Qu’est-ce qui a motivé ce projet de loi soutenu par Jarosław Kaczyński ? On sait le chef du PiS grand amoureux des animaux et le leader du Forum des Jeunes du PiS, Michał Moskal, qui a porté ce projet, avait déclaré dans un entretien, avant la présentation surprise de ce projet à la Diète, que le PiS devait s’ouvrir aux jeunes notamment par une offensive sur le front de l’écologie et de la défense des animaux. Pour Moskal, il faut considérer la guerre culturelle comme perdue de toute façon et la division droite-gauche n’a plus vraiment de sens aujourd’hui. Ce jeune conseiller d’arrondissement de Varsovie, âgé de 26 ans, est depuis quelques mois directeur du cabinet de Kaczyński.

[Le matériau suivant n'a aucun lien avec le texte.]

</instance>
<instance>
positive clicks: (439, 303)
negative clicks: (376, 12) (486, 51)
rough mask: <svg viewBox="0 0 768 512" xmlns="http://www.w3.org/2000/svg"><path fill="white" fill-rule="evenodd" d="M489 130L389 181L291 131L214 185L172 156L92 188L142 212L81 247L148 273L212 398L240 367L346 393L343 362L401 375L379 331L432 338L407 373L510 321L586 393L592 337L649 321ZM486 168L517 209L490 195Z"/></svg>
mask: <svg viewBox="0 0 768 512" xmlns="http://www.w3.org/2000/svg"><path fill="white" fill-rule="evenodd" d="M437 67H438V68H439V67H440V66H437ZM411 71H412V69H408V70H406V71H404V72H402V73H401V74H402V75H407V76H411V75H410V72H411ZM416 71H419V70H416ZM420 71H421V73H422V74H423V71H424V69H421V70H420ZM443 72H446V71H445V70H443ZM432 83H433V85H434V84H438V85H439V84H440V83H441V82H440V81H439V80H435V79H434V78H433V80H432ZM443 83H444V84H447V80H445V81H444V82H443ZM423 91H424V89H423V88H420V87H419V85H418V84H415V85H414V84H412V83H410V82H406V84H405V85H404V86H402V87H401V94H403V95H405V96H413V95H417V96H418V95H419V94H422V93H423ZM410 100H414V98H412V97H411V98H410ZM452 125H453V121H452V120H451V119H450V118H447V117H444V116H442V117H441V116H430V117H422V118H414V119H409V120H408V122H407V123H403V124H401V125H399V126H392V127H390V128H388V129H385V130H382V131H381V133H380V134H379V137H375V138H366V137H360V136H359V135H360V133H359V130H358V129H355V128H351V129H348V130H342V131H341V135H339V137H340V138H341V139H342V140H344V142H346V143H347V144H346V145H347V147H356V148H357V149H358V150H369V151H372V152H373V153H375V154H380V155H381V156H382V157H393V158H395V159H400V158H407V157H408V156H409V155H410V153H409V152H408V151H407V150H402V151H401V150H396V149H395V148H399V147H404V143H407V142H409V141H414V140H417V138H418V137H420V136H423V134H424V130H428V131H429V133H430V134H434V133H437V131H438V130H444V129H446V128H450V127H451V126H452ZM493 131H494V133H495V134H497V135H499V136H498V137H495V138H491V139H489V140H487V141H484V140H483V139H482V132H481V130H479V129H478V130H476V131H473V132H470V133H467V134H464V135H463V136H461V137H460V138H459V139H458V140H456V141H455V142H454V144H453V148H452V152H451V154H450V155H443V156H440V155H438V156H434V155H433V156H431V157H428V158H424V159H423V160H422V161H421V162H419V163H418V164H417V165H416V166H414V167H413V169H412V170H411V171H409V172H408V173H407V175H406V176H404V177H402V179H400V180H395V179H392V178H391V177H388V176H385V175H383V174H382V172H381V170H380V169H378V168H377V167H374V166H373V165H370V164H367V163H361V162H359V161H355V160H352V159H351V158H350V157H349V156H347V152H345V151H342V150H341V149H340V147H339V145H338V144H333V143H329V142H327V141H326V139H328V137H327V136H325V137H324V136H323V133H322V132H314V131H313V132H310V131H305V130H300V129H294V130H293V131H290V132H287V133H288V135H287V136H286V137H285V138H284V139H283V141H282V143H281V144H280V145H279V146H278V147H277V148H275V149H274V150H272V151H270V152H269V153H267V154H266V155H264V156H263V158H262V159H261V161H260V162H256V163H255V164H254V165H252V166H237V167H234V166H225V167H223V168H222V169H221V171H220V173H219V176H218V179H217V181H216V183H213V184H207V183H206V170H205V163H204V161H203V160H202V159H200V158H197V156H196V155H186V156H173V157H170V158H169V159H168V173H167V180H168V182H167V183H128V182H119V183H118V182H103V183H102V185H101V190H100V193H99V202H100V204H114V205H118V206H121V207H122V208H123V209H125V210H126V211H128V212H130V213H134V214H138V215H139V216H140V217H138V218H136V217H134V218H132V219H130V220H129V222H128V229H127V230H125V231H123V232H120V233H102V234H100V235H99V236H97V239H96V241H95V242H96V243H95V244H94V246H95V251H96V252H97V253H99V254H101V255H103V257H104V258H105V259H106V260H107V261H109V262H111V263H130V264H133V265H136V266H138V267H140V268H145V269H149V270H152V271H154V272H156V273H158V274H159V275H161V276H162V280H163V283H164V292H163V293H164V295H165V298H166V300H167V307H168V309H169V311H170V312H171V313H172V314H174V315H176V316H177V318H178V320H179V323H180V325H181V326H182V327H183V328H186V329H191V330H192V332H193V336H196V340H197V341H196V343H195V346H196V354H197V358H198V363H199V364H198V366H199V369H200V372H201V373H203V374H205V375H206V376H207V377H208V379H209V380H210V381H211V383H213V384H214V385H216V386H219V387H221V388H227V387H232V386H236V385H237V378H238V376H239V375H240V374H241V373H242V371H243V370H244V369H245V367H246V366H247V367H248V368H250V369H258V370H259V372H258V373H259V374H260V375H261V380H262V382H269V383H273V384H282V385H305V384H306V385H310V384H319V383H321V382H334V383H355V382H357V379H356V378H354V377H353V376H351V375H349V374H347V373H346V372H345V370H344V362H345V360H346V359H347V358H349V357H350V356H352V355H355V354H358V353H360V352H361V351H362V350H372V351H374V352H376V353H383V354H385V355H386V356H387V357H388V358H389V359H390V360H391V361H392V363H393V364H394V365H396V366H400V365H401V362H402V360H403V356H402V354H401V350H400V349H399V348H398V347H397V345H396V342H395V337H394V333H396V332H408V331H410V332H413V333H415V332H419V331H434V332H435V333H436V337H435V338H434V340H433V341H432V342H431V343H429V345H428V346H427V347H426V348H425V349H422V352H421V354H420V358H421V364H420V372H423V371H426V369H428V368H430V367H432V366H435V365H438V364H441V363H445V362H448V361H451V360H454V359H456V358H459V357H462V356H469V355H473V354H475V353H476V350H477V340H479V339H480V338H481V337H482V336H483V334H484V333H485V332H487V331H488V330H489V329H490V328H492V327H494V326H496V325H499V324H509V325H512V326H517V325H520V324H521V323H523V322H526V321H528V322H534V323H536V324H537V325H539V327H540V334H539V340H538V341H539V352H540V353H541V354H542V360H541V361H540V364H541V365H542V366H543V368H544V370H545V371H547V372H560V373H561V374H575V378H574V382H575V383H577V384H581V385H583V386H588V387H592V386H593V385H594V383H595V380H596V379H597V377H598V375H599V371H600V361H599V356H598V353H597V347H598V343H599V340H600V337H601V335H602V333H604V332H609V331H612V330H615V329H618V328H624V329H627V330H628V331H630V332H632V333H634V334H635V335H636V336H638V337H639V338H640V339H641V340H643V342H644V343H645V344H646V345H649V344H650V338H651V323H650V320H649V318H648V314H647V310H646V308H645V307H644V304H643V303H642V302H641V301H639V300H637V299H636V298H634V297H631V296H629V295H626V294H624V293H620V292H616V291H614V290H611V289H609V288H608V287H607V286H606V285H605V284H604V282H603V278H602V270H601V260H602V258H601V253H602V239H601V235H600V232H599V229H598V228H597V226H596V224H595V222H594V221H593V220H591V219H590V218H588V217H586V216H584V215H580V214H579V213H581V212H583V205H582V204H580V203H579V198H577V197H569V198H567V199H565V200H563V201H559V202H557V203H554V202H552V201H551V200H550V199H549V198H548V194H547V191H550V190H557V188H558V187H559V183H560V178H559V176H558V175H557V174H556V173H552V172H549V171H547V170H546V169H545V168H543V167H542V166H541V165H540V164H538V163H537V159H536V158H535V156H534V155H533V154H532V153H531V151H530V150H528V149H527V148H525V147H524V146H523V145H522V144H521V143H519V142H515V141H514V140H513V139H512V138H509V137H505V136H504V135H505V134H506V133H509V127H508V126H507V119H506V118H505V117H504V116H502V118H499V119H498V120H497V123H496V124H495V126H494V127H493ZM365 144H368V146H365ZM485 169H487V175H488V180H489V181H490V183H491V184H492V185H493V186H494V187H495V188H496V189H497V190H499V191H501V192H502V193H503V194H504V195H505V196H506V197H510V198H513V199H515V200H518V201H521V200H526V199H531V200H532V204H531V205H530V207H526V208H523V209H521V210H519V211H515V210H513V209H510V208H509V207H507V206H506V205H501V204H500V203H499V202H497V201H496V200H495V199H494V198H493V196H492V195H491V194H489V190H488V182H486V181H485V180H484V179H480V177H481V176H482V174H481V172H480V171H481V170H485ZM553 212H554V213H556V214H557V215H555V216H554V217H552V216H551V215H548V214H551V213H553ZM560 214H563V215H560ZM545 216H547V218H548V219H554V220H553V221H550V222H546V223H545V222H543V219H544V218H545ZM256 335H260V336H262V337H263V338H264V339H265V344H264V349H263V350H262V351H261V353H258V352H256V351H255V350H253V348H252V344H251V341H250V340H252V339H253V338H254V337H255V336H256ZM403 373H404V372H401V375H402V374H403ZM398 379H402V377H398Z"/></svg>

Le leader du PiS semble ainsi chercher à ratisser large, trop large peut-être, pour asseoir la domination du PiS dans le paysage politique polonais dès le début de l’actuelle période de trois ans sans nouvelles élections, commencée après la présidentielle de juin-juillet dernier. À moins d’élections anticipées malgré tout, car il reste une inconnue : que va-t-il advenir des quinze députés du PiS, dont l’ancien ministre de l’Agriculture, suspendus après le vote du projet de loi sur la protection des animaux ? La Droite unie dispose de 235 sièges de députés sur 460 à la Diète (dont 17 députés d’Entente et 19 de Pologne solidaire, tous élus sur les listes du PiS et membres du groupe PiS à la Diète), soit une majorité de cinq sièges. Sans ces quinze députés du PiS, plus de majorité absolue.  Et même si ces quinze députés sont rapidement réintégrés dans les rangs, à moins d’une refonte majeure du projet de loi actuellement porté par Kaczyński en personne, le PiS risque gros en s’aliénant le monde rural polonais.